Migration vers le mobile
Avec ce curriculum plutôt gris, Tatsumi Kimishima risque d'avoir du mal à coller avec l'autodéfinition qu'affectionnait Satoru Iwata : «Sur ma carte de visite, je suis PDG. Dans ma tête, je suis développeur de jeux. Mais dans mon cœur, je suis un joueur.» PDG haut en couleur, affable et communicateur qui incarnait Nintendo, Iwata adorait se mettre en scène pendant de longues séances de questions-réponses ou lors de l'E3, la grande convention du jeu aux Etats-Unis. Tatsumi Kimishima glissera-t-il ses pas dans ceux d'Iwata ? C'est toute la question.

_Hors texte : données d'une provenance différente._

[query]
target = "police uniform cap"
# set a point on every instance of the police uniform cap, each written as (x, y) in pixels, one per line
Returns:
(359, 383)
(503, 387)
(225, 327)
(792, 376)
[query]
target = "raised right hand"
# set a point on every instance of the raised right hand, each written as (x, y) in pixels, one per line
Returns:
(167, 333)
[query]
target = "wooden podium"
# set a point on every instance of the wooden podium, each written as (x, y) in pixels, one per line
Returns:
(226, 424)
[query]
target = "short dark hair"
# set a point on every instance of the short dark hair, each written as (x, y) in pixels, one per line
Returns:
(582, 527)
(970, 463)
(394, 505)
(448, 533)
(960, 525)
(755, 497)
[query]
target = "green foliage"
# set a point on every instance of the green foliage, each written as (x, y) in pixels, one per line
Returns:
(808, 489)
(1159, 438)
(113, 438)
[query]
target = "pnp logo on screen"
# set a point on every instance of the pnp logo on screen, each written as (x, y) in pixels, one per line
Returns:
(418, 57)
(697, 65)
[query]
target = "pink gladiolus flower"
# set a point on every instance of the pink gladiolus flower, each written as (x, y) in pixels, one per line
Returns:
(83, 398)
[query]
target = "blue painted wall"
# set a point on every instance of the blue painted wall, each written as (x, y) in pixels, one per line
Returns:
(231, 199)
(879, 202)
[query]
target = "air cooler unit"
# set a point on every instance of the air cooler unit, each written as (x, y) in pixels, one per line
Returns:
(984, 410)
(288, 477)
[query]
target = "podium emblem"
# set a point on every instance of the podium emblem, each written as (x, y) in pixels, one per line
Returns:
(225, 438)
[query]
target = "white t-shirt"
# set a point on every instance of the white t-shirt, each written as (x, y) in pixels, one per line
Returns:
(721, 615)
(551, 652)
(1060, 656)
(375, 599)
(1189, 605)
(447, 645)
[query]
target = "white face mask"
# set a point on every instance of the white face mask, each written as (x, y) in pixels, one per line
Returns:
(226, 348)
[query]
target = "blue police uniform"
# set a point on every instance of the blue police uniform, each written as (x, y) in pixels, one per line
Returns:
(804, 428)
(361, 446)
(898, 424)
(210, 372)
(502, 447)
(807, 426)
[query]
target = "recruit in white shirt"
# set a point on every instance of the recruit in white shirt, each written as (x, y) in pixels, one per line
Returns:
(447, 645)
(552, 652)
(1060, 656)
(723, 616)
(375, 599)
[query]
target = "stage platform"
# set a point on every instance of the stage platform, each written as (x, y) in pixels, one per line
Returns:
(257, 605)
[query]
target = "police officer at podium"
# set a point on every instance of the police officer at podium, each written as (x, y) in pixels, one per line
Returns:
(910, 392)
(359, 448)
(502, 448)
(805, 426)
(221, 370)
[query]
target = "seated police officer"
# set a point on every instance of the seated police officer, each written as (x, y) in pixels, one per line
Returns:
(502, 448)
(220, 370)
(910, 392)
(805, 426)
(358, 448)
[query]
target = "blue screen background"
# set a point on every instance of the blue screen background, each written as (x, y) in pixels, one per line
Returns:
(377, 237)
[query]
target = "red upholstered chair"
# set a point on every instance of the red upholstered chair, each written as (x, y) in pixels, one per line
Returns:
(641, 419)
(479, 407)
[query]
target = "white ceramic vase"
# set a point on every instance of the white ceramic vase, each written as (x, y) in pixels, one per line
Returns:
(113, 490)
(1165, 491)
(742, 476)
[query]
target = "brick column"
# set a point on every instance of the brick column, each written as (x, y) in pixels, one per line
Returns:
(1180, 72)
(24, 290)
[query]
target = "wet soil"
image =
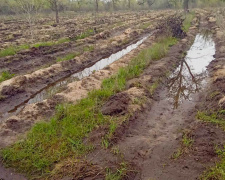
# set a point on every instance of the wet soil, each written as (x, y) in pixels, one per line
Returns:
(8, 174)
(155, 134)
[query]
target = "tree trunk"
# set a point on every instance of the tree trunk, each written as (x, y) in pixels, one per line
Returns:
(56, 12)
(96, 1)
(113, 1)
(186, 5)
(57, 16)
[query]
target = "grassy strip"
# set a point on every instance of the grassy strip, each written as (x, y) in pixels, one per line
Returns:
(12, 50)
(67, 57)
(187, 22)
(145, 25)
(217, 172)
(50, 142)
(83, 35)
(215, 118)
(5, 75)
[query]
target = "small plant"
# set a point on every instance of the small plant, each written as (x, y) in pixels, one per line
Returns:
(177, 154)
(5, 75)
(215, 118)
(186, 140)
(88, 48)
(62, 136)
(67, 57)
(83, 35)
(12, 50)
(145, 25)
(119, 174)
(187, 22)
(153, 87)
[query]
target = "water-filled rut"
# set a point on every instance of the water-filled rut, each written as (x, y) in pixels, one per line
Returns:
(154, 137)
(60, 85)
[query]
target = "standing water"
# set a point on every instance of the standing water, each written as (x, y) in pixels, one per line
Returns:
(190, 76)
(57, 87)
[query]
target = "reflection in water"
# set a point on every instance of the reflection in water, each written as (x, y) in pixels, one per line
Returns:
(59, 86)
(191, 74)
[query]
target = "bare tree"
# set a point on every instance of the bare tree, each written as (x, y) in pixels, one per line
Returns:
(97, 5)
(149, 2)
(30, 8)
(54, 5)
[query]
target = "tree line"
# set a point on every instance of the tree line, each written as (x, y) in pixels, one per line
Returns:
(30, 7)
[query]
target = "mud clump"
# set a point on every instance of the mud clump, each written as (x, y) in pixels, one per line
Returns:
(9, 91)
(171, 25)
(116, 105)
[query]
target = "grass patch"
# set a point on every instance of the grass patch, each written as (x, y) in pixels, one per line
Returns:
(12, 50)
(187, 22)
(5, 75)
(218, 171)
(215, 117)
(186, 140)
(145, 25)
(88, 48)
(119, 174)
(83, 35)
(67, 57)
(50, 142)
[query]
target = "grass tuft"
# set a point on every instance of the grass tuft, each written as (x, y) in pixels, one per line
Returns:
(67, 57)
(50, 142)
(187, 22)
(218, 171)
(5, 75)
(12, 50)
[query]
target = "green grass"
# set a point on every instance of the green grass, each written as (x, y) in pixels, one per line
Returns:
(88, 48)
(187, 22)
(67, 57)
(215, 117)
(83, 35)
(177, 154)
(218, 171)
(50, 142)
(145, 25)
(186, 140)
(119, 174)
(5, 75)
(12, 50)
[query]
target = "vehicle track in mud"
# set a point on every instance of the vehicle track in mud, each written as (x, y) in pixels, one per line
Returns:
(25, 87)
(155, 135)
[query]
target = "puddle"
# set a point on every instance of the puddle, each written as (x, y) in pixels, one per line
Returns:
(190, 76)
(60, 85)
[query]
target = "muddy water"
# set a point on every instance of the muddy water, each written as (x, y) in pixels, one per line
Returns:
(155, 134)
(59, 86)
(190, 76)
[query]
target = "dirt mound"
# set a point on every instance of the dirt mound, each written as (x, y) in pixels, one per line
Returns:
(172, 25)
(117, 104)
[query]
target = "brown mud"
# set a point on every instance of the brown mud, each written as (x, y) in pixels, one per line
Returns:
(151, 137)
(154, 134)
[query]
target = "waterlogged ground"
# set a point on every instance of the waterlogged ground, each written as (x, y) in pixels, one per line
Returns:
(154, 103)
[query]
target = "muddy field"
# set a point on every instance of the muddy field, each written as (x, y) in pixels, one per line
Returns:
(114, 97)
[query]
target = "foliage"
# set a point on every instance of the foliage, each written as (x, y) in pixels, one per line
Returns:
(5, 75)
(50, 142)
(218, 171)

Pour l'heure, le nouveau PDG doit surtout veiller à la réussite des chantiers lancés par son prédecesseur : la grande bascule vers le jeu en ligne et la nouvelle console. En mars, Nintendo a acheté des parts de la société DeNA, basée à Tokyo, avec laquelle elle entend développer des jeux à la fois compatibles pour les consoles, les smartphones, les tablettes, en embarquant des personnages créés par Nintendo. Ce projet doit voir le jour à l'automne avec un premier titre, avant la publication de cinq autres d'ici à 2017. Jusqu'à cette annonce, les représentants de Nintendo, et Iwata en tête, avaient toujours rejeté cette migration vers les appareils mobiles. «Le monde est en train de changer, donc toute entreprise qui n'est en prise avec ce changement, est condamnée au déclin», disait Satoru Iwata au printemps pour expliquer son revirement.
Nouvelle console l’an prochain
Pour effacer les mauvaises ventes de sa console Wii U, concurrencée par la Xbox de Microsoft, la Playstation de Sony et, dans une moindre mesure, les iPhone et iPad d’Apple, Nintendo prévoit de lancer une nouvelle console «NX» pour l’année prochaine. Mais aucune date précise n’est avancée.
Le tandem Shigeru Miyamoto-Genyo Takeda reste dans l’organigramme de Nintendo mais change de titre en héritant respectivement de curieuses fonctions : «compagnon créatif» pour le premier, «compagnon technologique» pour le second. Signe que la nouvelle direction sera probablement plus collégiale que la précédente. On ne remplace pas Satoru Iwata au pied levé.